Her kursiyer ile tanışmam ve onlar hakkında bilgi edinmem biraz zaman aldı.Birlikte yaptığımız resimler
ve sohbetler onlar hakkında bilgi edinmemi sağladı..
Ve dedim ki,ben bu insanlarla çok güzel işler yaparım..
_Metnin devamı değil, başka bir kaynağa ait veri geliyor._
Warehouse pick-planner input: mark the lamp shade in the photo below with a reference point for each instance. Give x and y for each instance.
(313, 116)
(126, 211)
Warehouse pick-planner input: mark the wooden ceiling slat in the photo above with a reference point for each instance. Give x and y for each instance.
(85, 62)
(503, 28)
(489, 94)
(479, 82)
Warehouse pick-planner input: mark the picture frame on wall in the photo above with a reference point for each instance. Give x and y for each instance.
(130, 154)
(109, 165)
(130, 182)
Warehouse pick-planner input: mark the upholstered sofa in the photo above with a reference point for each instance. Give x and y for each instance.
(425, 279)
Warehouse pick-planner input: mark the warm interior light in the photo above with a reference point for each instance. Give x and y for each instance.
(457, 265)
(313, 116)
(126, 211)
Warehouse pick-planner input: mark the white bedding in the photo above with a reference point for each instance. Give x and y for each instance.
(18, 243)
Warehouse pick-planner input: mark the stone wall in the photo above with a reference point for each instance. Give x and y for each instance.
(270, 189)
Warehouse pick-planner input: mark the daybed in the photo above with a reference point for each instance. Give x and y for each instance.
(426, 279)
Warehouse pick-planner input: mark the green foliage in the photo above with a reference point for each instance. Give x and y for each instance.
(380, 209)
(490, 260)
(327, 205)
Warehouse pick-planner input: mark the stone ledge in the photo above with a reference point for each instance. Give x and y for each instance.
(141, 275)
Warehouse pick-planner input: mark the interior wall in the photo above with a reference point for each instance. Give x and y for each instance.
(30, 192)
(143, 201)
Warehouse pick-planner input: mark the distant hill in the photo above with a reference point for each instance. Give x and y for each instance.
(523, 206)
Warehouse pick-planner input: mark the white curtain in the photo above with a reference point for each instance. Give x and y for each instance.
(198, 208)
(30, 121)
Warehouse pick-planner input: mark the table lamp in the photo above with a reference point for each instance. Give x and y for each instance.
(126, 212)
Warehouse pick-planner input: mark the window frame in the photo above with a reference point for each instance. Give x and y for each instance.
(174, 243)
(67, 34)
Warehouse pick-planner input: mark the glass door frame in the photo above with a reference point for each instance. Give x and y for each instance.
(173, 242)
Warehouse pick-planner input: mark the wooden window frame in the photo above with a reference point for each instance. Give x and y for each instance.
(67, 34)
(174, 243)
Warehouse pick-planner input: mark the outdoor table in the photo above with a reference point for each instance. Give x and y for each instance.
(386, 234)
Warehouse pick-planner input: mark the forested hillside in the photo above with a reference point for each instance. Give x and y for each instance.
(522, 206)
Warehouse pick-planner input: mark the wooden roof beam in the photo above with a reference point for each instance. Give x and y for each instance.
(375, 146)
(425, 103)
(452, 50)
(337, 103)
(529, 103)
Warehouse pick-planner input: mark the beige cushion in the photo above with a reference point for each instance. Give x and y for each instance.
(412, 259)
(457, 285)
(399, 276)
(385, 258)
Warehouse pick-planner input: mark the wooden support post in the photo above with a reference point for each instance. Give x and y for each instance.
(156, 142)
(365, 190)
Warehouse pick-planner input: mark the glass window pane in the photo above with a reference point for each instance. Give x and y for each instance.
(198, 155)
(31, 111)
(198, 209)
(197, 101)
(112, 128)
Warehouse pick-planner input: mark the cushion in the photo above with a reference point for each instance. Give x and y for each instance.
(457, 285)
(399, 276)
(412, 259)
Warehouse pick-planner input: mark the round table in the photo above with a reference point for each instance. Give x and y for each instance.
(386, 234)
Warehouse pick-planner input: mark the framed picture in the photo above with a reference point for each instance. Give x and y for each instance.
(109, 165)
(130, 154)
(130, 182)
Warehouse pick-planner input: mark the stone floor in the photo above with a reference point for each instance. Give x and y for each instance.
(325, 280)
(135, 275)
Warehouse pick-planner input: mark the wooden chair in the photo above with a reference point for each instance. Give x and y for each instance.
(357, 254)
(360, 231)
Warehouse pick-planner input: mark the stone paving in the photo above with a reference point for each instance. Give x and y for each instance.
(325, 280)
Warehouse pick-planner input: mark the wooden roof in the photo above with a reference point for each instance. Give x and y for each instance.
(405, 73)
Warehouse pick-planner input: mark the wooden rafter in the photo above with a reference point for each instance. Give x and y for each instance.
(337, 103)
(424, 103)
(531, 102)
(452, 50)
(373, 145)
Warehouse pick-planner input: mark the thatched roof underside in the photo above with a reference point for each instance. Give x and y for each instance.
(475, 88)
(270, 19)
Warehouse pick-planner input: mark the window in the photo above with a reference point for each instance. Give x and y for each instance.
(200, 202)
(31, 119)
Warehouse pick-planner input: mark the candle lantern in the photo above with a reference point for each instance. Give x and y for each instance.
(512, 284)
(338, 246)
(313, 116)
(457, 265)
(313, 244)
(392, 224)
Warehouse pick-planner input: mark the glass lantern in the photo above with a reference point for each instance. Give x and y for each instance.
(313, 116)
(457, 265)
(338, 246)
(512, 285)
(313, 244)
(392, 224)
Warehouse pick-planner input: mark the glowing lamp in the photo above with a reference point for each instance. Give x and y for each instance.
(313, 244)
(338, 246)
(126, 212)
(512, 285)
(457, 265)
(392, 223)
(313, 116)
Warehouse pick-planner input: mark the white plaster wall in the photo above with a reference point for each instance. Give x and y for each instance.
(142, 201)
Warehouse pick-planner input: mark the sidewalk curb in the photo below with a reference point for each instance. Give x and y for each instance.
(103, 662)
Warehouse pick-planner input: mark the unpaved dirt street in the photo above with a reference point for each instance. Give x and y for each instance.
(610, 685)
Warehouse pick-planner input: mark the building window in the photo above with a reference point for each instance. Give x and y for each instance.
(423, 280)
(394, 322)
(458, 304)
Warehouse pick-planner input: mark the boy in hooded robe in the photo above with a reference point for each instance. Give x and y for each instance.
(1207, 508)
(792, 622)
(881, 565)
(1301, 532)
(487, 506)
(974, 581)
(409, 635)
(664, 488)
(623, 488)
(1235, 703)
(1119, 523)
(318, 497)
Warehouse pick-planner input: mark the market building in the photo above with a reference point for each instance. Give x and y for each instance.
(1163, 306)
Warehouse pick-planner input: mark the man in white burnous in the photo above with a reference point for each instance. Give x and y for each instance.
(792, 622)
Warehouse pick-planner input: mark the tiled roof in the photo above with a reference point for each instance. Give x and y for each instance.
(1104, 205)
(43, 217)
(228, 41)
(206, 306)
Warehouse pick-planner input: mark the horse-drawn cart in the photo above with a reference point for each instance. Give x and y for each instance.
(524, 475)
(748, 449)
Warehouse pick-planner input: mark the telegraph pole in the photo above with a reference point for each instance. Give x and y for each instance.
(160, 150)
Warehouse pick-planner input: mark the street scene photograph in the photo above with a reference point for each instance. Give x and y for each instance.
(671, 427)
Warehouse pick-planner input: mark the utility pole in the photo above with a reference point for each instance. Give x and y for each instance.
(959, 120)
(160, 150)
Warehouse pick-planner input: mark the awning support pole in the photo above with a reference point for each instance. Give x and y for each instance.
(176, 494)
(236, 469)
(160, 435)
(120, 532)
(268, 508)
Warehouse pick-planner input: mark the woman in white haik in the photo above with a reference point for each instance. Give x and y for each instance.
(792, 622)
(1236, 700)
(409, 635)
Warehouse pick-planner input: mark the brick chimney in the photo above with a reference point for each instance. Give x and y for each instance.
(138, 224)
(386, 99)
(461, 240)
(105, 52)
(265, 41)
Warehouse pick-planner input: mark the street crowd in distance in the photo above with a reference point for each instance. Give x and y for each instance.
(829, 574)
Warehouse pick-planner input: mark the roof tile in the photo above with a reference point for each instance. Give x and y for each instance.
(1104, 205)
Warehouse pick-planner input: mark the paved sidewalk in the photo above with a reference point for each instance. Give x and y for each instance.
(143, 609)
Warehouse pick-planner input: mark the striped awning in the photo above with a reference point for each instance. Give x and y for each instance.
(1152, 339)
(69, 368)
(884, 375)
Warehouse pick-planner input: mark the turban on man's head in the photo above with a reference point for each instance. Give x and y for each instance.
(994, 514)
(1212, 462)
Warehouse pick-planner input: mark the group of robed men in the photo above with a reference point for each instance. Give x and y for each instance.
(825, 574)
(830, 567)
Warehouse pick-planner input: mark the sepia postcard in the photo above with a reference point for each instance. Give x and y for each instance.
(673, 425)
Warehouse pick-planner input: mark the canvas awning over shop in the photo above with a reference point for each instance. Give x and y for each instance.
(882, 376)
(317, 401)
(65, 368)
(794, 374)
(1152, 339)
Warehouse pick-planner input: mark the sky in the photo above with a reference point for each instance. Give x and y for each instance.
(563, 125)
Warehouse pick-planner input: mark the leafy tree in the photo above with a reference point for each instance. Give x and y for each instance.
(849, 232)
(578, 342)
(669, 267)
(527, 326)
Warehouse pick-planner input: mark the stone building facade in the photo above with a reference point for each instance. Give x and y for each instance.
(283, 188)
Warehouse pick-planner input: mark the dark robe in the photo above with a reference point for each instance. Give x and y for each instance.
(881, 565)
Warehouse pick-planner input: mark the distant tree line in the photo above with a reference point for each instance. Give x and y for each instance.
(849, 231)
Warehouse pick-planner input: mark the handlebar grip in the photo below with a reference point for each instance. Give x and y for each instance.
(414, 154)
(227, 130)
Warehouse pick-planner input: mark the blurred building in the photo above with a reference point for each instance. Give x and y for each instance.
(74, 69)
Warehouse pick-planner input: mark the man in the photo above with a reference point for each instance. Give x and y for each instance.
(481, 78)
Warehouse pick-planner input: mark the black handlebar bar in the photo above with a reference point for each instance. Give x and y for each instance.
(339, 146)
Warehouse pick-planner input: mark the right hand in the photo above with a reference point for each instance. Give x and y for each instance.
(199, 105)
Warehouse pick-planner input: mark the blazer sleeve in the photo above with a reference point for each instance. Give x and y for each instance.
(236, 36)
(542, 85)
Resim hakkında bilmek istedikleri herşeyi bıkmadan,usanmadan çalıştık..Resim çalışmalarını daha önceden
yapmış arkadaşlar da vardı,benimle bu işe yeni başlayanlar da..Büyük bir hevesle herkesin resim yapmayı
öğrenmeye çalışması görülmeye değerdi..
Büyük emeklerle ve itinayla yapılan resimler ise yıl sonu sergilerinde izleyici ile buluşuyordu.
Yapılan sergilerin inanılmaz beğeni alışı ve kursiyerlerin heyecanı bana da iyi geliyordu.
Ve bu sergileri daha anlamlı hale getirme fikri oluştu bende.
Dedim ki,resim eğitimi almamış daha sonra bu şansı elde etmiş pekçok kadın,bir sergide yer almayı
ve bunun gururunu yaşamayı hak ediyor.
Resim yapabilmek için derslere nasıl hevesle koştuklarını gözlemledim.Okula çocuğunu yollayıp,hemen
derse koşanlar,derse gelebilmek için birgün önceden ev ile ilgili planlarını yapanlar,hayatlarını artık resme
göre ayarlayanların tatlı telaşı bana da güç veriyordu.
Hatta bazılarını eşleri onlardaki mutluluğu gördükçe tuvallerini,boyalarını taşıyarak onları destekliyordu.
Ve gurur duyuyorlardı.
Ve en güzeli de her sene yaptığımız konulu sergiler oldu.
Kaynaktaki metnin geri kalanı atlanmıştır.